In what’s shaping up to be a major battle over digital privacy and journalistic boundaries, OpenAI has accused The New York Times of attempting to invade user privacy by demanding access to 20 million private ChatGPT conversations. The request, part of an ongoing lawsuit filed by the Times, seeks to uncover potential copyright violations, but OpenAI argues the demand would expose millions of highly personal interactions between users and their AI assistant.
According to OpenAI, the company has refused to comply, calling the move “an unprecedented violation of privacy” that disregards established security and data-protection standards.
A Clash Between Privacy and Legal Power
The dispute arises from a lawsuit filed by The New York Times against OpenAI and Microsoft, alleging copyright infringement related to the newspaper’s articles being used to train AI models. As part of its discovery process, the Times reportedly demanded that OpenAI hand over 20 million randomly selected user conversations spanning from December 2022 to November 2024.
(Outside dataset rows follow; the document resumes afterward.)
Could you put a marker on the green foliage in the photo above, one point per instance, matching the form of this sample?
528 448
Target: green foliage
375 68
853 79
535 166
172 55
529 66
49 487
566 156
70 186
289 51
OpenAI says this demand is not only excessive but also irrelevant to the legal claims, as it includes conversations from millions of users who have no connection to the case.
“Your private conversations are yours—and they should not become collateral in a dispute over online content access,” said Dane Stuckey, Chief Information Security Officer at OpenAI.
This is not the first time the Times has attempted such a request. Earlier, it sought access to 1.4 billion user conversations and even tried to remove users’ ability to delete their private chats. OpenAI successfully resisted those efforts and has vowed to do so again.
Why It Matters
This case goes beyond a single lawsuit, it strikes at the heart of how AI companies manage user data and how far legal discovery can stretch in the digital age.
Each week, over 800 million people rely on ChatGPT to assist with sensitive and personal tasks—from writing legal documents to discussing health concerns. Turning over such data, even in anonymized form, could expose deeply personal information, damaging user trust and raising concerns about the future of privacy in AI interactions.
OpenAI maintains that it has robust safeguards in place, including encryption, data de-identification, and strict internal access controls. It warned that complying with the Times’ demand would force it to hand over the same data it works hard to protect from hackers and nation-state attackers.
The Broader Implications
The conflict highlights a growing tension between journalistic transparency and individual privacy rights in the age of artificial intelligence. While investigative journalism has long played a role in defending privacy, OpenAI argues that this particular demand undermines that tradition.
For organizations in the Middle East and Africa, this case resonates strongly. With many countries in the region accelerating their adoption of AI technologies, questions of data ownership, user consent, and AI regulation are becoming increasingly urgent. Governments and companies are watching closely, knowing that a U.S. precedent could influence global data privacy frameworks, including GDPR-aligned laws and upcoming African data-protection acts.
10 Best Practices for Organizations and Security Teams
- Prioritize Data Minimization: Collect and store only what’s necessary to deliver services.
- Implement Strong Encryption: Use client-side encryption to protect user conversations and files.
- Regularly Audit Data Access: Limit who can view or export sensitive information.
- Enhance Transparency: Communicate clearly to users how their data is handled and stored.
- Comply with Regional Privacy Laws: Stay updated on GDPR, NESA, NCA, and SAMA requirements.
- Deploy Data De-Identification: Strip personal identifiers from stored content to protect privacy.
- Train Teams on Privacy Awareness: Run regular cybersecurity awareness programs for staff handling user data.
- Establish Legal Safeguards: Work with counsel to define strict data-sharing boundaries.
- Use Secure Infrastructure: Partner with trusted providers such as Saintynet Cybersecurity to harden systems.
- Maintain User Control: Always allow users to delete or export their personal data.
Conclusion
OpenAI’s firm stance against The New York Times marks a defining moment in the evolving relationship between AI innovation, journalism, and privacy rights. While courts will decide the legal outcome, the broader issue is clear: users must retain control over their digital conversations, no matter who demands access.
As AI continues to weave itself into the fabric of personal and professional life, protecting privacy is not just a technical responsibility, it’s a moral one.
“We are committed to a future where you can trust that your most personal AI conversations are safe, secure, and truly private,” said Stuckey.
In an era where data is the new currency, this fight isn’t just OpenAI’s—it belongs to every digital citizen who values the right to privacy.